Masak bersama di kos | Foto: Ist
Hidup di kos, bagi mahasiswa-mahasiswa NTT itu tidak hanya melatih untuk hidup hemat, melainkan juga mengajarkan mereka bagaimana cara hidup bertetangga dan menemukan keluarga baru di perantauan.
Karena hidup di kos tidak hanya hidup dengan satu atau dua orang saja melainkan hidup dan berinteraksi dengan banyak orang. Maka dari itu kehidupan kos bisa juga dikatakan hidup bermasyarakat yang kecil. Seseorang akan merasa betah tinggal di sebuah kos ketika dia mendapatkan tetangga kos yang menganggapnya seperti saudara sendiri.
Isna bercerita, dulu sebelum masuk kuliah hal yang paling ditakutinya adalah tinggal sendirian di kos.
“Saya sudah pernah tinggal di tiga kos yang ada di Denpasar. Karena saya tidak menemukan tetangga kos yang sefrekuensi saya sangat merasa kesepian dan juga kesusahan,” ujarnya.
Di kos sebelumnya, kalau tidak punya uang untuk membeli makan, berarti ia tidak akan makan sampai dapat kiriman uang dari orang tua.

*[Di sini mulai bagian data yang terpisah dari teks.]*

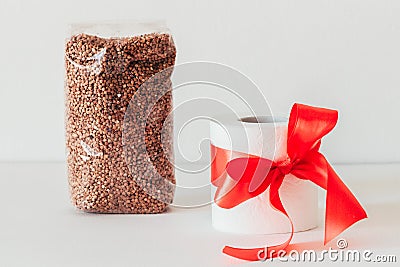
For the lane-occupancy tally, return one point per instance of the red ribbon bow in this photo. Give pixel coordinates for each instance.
(248, 176)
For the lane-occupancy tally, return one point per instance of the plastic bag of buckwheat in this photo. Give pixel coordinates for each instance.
(105, 65)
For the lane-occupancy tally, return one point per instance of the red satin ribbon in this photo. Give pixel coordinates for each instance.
(239, 177)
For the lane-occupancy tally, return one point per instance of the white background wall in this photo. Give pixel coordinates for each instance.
(342, 54)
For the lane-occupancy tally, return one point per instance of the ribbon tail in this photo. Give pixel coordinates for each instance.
(264, 253)
(342, 207)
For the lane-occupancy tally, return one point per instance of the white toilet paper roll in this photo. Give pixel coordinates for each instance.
(264, 137)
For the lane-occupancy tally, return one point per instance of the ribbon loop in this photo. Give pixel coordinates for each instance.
(234, 178)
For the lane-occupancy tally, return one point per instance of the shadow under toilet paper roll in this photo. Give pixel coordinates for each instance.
(266, 137)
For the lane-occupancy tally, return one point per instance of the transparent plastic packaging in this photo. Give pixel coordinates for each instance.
(105, 65)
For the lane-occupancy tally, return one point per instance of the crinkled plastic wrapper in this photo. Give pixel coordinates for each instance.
(106, 64)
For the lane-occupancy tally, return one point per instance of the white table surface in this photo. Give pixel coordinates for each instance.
(39, 226)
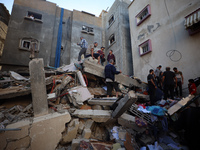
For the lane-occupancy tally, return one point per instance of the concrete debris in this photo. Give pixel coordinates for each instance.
(124, 103)
(71, 132)
(17, 76)
(80, 94)
(69, 109)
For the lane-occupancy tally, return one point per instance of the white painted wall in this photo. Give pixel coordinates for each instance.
(165, 28)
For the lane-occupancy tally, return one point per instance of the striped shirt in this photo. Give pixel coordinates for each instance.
(83, 43)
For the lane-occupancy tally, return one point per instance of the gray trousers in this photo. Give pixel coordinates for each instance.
(82, 51)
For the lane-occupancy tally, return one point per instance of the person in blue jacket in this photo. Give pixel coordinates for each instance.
(110, 72)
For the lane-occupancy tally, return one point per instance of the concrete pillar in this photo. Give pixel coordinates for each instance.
(38, 87)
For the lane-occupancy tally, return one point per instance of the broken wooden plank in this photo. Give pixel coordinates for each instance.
(180, 104)
(98, 70)
(103, 102)
(124, 104)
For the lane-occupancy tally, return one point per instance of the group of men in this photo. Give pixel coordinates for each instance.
(166, 81)
(88, 51)
(110, 70)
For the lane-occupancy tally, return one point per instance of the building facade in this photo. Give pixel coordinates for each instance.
(166, 33)
(117, 35)
(38, 28)
(4, 19)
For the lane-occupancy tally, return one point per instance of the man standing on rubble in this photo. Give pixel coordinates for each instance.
(111, 56)
(179, 77)
(110, 72)
(168, 80)
(157, 74)
(152, 86)
(90, 52)
(102, 55)
(84, 45)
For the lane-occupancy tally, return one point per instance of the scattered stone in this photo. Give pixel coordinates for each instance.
(71, 132)
(38, 87)
(86, 133)
(97, 107)
(76, 142)
(116, 146)
(124, 103)
(81, 127)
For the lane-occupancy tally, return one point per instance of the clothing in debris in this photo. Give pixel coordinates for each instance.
(111, 56)
(189, 120)
(192, 88)
(84, 45)
(110, 72)
(169, 77)
(158, 76)
(179, 77)
(152, 88)
(102, 55)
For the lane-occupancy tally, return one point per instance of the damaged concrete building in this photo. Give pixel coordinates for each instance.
(166, 33)
(4, 19)
(68, 107)
(55, 31)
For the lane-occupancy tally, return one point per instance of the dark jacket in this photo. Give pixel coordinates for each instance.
(110, 72)
(109, 57)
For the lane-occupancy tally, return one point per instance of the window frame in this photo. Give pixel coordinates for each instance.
(191, 29)
(141, 46)
(21, 47)
(112, 21)
(36, 19)
(112, 36)
(87, 29)
(137, 17)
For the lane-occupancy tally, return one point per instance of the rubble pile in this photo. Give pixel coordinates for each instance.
(98, 122)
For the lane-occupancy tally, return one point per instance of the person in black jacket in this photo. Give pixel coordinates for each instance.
(110, 72)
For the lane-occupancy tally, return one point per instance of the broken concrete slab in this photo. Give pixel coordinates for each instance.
(103, 102)
(127, 81)
(38, 87)
(180, 104)
(97, 91)
(96, 115)
(128, 121)
(17, 76)
(38, 130)
(81, 79)
(76, 142)
(80, 94)
(81, 127)
(124, 103)
(72, 131)
(98, 70)
(14, 91)
(86, 133)
(67, 68)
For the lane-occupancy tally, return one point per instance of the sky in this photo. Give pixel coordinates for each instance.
(92, 6)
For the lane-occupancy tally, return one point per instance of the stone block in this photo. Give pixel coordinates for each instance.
(103, 102)
(80, 94)
(72, 131)
(98, 70)
(41, 133)
(81, 127)
(86, 133)
(96, 115)
(124, 104)
(101, 115)
(38, 87)
(76, 142)
(128, 121)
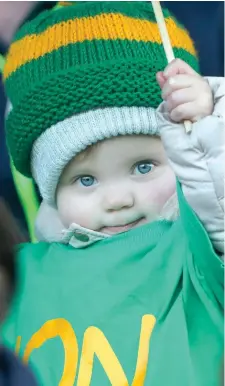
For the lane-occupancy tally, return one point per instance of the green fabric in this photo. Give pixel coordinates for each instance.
(83, 76)
(117, 84)
(115, 289)
(81, 9)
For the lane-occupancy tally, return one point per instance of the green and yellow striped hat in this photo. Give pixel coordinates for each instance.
(82, 57)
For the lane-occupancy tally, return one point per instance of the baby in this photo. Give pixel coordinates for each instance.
(129, 268)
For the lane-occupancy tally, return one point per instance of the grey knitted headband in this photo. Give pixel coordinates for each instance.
(55, 148)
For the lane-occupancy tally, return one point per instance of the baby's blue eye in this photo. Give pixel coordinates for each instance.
(143, 168)
(87, 180)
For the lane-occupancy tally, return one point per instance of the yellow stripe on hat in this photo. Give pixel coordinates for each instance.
(108, 26)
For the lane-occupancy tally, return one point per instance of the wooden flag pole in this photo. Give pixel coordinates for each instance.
(166, 43)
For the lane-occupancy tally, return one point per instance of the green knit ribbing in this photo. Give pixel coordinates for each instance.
(80, 9)
(112, 84)
(81, 55)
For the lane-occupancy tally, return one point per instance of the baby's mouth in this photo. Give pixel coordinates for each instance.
(122, 228)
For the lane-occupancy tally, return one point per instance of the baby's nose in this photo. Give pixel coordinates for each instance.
(115, 201)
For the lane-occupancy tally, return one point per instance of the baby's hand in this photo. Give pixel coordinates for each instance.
(187, 94)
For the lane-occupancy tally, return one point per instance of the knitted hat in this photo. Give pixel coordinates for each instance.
(80, 74)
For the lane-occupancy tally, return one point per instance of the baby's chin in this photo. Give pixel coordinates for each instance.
(123, 228)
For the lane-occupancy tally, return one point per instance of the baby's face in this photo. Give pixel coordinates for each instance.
(121, 183)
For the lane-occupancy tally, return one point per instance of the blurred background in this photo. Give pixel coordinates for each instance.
(203, 19)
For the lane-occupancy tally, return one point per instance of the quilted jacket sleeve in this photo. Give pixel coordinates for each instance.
(198, 160)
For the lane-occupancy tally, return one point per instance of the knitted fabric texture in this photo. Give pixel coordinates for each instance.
(82, 57)
(55, 148)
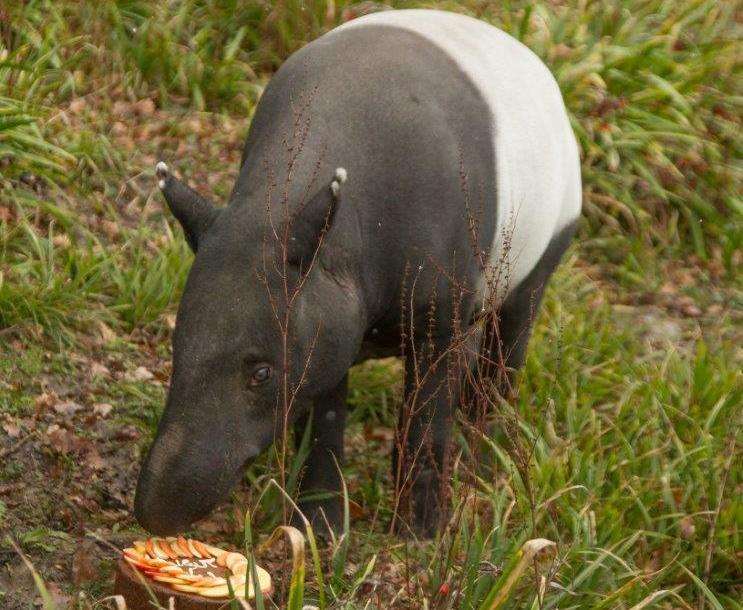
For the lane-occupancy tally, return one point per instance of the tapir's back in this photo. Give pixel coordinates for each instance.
(537, 169)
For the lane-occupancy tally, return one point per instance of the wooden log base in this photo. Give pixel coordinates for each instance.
(129, 586)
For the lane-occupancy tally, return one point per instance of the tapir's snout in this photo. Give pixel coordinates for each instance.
(183, 479)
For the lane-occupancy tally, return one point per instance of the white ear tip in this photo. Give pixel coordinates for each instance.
(161, 170)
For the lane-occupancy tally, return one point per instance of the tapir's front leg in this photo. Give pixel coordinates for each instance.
(423, 434)
(320, 482)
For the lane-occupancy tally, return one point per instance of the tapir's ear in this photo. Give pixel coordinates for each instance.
(194, 212)
(313, 221)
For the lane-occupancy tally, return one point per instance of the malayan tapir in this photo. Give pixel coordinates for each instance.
(375, 155)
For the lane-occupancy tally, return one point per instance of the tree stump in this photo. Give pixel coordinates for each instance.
(129, 586)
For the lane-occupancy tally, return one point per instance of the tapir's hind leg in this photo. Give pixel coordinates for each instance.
(420, 450)
(320, 481)
(505, 346)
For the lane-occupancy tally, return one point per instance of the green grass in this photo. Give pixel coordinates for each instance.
(630, 407)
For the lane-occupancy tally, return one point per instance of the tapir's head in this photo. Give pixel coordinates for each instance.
(232, 352)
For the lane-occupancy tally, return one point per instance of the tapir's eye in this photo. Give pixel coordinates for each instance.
(260, 375)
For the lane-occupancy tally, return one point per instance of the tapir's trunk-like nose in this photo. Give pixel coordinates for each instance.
(190, 468)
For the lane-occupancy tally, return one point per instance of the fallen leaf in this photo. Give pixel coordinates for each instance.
(142, 374)
(84, 564)
(127, 433)
(102, 409)
(44, 401)
(60, 440)
(145, 107)
(105, 332)
(12, 430)
(94, 460)
(77, 105)
(99, 370)
(68, 408)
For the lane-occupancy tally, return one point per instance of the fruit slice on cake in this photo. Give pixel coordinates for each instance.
(194, 567)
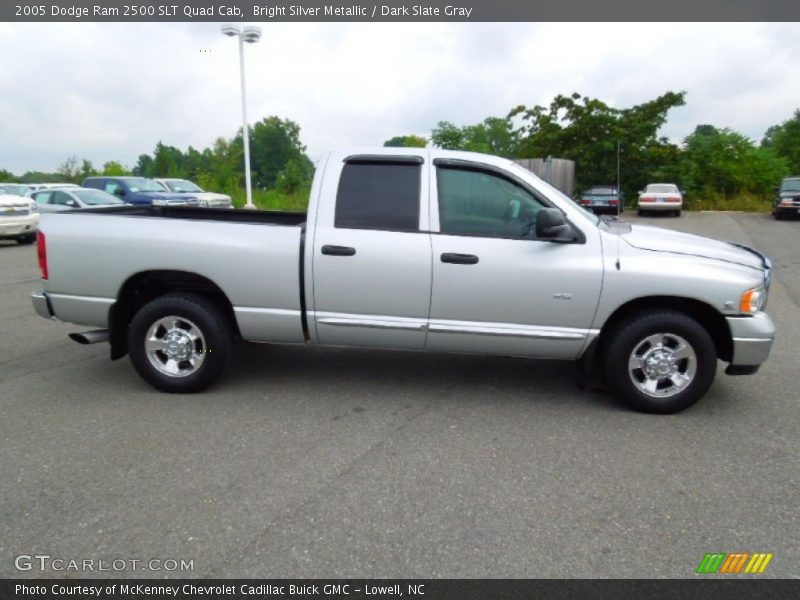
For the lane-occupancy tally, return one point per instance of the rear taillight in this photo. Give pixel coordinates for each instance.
(41, 249)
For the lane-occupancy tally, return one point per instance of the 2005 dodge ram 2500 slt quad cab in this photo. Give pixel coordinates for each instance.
(412, 249)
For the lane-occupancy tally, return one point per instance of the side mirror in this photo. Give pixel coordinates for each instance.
(551, 225)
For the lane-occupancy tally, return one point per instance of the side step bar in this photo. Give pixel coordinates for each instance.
(91, 337)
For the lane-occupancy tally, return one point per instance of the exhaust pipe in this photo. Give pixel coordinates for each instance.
(90, 337)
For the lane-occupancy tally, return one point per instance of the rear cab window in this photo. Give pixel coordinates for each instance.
(380, 195)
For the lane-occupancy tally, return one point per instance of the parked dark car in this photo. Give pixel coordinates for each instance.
(603, 198)
(787, 201)
(140, 190)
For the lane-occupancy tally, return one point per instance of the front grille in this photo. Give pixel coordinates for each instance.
(13, 211)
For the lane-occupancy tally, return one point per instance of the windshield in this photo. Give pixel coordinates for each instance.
(14, 190)
(181, 185)
(96, 197)
(600, 191)
(550, 190)
(140, 184)
(661, 188)
(790, 185)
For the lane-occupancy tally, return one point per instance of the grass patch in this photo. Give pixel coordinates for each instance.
(742, 202)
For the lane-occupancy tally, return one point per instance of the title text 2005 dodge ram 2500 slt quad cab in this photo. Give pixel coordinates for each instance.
(412, 249)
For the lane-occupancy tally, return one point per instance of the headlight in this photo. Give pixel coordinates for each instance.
(753, 300)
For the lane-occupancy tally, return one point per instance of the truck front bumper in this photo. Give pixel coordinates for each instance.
(41, 304)
(752, 339)
(14, 227)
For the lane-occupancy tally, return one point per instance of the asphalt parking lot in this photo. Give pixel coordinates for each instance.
(321, 462)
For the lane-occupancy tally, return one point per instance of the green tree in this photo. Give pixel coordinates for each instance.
(406, 141)
(167, 161)
(724, 163)
(114, 169)
(492, 136)
(145, 166)
(86, 170)
(784, 139)
(274, 142)
(295, 177)
(589, 131)
(69, 170)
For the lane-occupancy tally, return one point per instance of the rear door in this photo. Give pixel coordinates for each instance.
(372, 252)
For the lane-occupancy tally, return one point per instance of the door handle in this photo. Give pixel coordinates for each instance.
(459, 259)
(338, 250)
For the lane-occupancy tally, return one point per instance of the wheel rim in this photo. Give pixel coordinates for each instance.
(175, 346)
(662, 365)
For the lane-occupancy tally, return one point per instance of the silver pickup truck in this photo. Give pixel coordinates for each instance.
(414, 249)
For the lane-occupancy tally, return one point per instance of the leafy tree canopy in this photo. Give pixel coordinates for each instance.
(406, 141)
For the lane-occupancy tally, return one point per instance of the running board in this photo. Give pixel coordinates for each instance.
(90, 337)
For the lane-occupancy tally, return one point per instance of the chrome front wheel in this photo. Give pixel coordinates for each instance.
(660, 361)
(662, 365)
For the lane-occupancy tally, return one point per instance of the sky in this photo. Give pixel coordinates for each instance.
(112, 91)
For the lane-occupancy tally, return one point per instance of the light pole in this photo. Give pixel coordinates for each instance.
(250, 35)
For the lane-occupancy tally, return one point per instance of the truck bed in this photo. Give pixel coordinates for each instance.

“Nah, di kos yang baru ini saya bisa tinggal nyaman, meski pun kekurangan, pasti akan dibantu oleh tetangga-tetangga saya misalnya beras saya habis saya bisa pinjam dulu di tetangga-tetangga saya begitu juga sebaliknya,” kata Isna.
Hidup berjauhan dari keluarga tidak membuat mahasiswa-mahasiswa NTT itu merasa sendiri di kos-kosan. Di bulan Mei dan juga Oktober yang dipercaya sebagai bulan Rosario, dimana seluruh umat Khatolik mengadakan doa rosario setiap malam, mereka seringkali berdoa bersama di satu kos yang mereka tentukan.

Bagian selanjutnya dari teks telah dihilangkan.